How can I solve this?
\(40Xe^{-\frac{5}{2}X}=0.1\)
e, in this context, is Euler's number.
40Xe^((-5/2)X)=0.1
How can I solve this?
e, in this context, is Euler's number.
40Xe^((-5/2)X)=0.1
X = 0.00251577
X = 2.80984
This type of a problem can be solved by either "graphing" it, or a sure way, which is what I did, is "Interpolation".
Assuming that you wanted to do this with just the aid of a pocket calculator, you would use a numerical method.
Probably best, would be the Newton-Raphson method.
Check the 'Great Answers to Learn From' in Sticky Topics, there's bound to be an example there.
An alternative would be to use a simple fixed point iteration.
Rewrite the equation as
exp(-5x/2) = 0.1/40x = 0.0025/x.
take logs
-5x/2 = ln(0.0025/x),
so
x = (-2/5)ln(0.0025/x) = -0.4ln(0.0025/x).

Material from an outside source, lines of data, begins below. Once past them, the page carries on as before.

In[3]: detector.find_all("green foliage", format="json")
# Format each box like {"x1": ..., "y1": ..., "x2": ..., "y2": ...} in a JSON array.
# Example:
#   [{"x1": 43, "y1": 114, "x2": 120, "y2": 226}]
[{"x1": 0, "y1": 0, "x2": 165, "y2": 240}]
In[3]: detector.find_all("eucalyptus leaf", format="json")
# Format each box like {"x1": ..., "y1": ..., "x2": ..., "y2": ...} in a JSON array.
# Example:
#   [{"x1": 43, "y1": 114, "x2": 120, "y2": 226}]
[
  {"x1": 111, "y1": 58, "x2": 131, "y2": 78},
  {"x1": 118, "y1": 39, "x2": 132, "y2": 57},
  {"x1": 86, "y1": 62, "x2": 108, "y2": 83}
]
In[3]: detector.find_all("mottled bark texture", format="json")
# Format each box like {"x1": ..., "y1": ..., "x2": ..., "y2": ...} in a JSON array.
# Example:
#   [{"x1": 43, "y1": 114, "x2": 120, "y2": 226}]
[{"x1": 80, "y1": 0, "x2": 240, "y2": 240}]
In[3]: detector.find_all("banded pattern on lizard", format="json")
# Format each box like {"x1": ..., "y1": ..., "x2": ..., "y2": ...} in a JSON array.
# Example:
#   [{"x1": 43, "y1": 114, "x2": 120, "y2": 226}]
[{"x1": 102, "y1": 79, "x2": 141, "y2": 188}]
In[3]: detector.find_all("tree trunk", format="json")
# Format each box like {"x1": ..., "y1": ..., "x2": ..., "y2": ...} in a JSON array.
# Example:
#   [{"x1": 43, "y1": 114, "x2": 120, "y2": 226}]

Now choose a starting value for x, substitute that into the rhs and that will give you a new value for x.
Substitute that into the rhs and repeat the routine (as many times as you need in order to get the accuracy you want).
Starting with x = 1 produces the sequence (4dp) 2.3964, 2.7462, 2.8007, 2.8085, 2.8096, 2.8098, 2.8098,.... .
Newton-Raphson will get you there more quickly.
Carry more decimal places if you wish.
Try a starting value of x = 2, or x = 3.